Labour inspection

Third batch of Labour Inspectors’ Nationwide Training Program completed in Punjab

The Strengthening Labour Inspection Project in Pakistan completed a three day training for the 3rd batch of Labour Inspectors of the Department of Labour Punjab on 2nd March 2018. To date, the project has trained 331 labour inspectors [318 men and 13 women] of Balochistan, Sindh, Khyber Pakhtunkhwa, AJK, ICT, GB and Punjab.

Press release | Lahore, Pakistan | 06 March 2018
LAHORE (ILO News): The 3rd batch of Labour Inspectors’ Nationwide Training Program was completed on 1st March, 2018 in Lahore. The training that was attended by 29 participants (26 men and 3 women) labour inspecting staff, was organized in collaboration with the Department of Labour and Human Resource, Government of the Punjab. This is part of the series of trainings aimed at improving theoretical and practical competencies of the labour inspectors in areas of a) labour inspection regulatory frameworks, b) Fundamental Principles and Rights at Work (FPRW) and c) contemporary labour inspection methodologies/skills.

Mr Farooq Hameed Sheikh, Director General Labour Welfare Punjab, addressing the concluding ceremony, thanked the International Labour Organisation (ILO) and the Netherlands Government for joining hands to extend this much needed capacity building support.
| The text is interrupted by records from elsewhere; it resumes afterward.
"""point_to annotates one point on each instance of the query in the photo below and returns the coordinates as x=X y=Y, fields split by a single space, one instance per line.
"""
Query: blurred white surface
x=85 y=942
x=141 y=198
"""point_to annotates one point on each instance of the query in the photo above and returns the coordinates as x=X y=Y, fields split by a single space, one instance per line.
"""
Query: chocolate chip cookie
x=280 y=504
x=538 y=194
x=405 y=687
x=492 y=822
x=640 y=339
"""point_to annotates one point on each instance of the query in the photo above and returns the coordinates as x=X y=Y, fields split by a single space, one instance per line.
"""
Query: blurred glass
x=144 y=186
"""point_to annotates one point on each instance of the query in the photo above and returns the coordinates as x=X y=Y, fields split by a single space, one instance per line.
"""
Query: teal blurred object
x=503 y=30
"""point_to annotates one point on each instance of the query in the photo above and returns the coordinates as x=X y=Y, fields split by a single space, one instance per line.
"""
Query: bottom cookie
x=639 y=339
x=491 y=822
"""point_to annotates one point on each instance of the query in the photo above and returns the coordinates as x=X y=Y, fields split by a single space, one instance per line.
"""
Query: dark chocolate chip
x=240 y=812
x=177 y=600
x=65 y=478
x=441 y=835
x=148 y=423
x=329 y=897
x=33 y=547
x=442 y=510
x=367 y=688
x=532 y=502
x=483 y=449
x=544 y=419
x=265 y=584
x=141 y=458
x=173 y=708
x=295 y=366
Referring to the internal feedback that the Department of Labour Punjab gathered from the participants’ of two earlier batches, Mr Sheikh lauded the relevance of the training contents covered, effectiveness of adult learning methodologies employed and the ILO’s technical competence rendered. Addressing the participants, he stressed that upon receiving a training that has been meticulously tailored to their capacity needs, it was only fair for the inspectorate to expect an elevated quality of inspection in the field. Mr Sheikh also requested the ILO to continue extending its technical assistance to the Department of Labour until its own training apparatus starts delivering quality trainings like this.

On the occasion, Mr Zishan Ahmad Siddiqi, National Project Coordinator for the Project on Strengthening Labour Inspection System in Pakistan (SLISP) stated that having a capacitated Labour Inspection work force was a prerequisite to build a stronger Labour Inspection System as a means of promoting labour laws compliance and preventing fatal industrial accidents, safeguarding labour rights and improving industrial harmony in a country. The ILO is strongly committed to advance such interventions thereof.

ILO’s Dutch funded SLISP project is implementing a nationwide training program for labour inspection staff that so far has successfully completed 12 cohorts in which a total of 331 labour inspectors [318 men and 13 women] from Balochistan, Sindh, Khyber Pakhtunkhwa, AJK, ICT, GB and Punjab have completed a preliminary training on Effective Labour Inspection.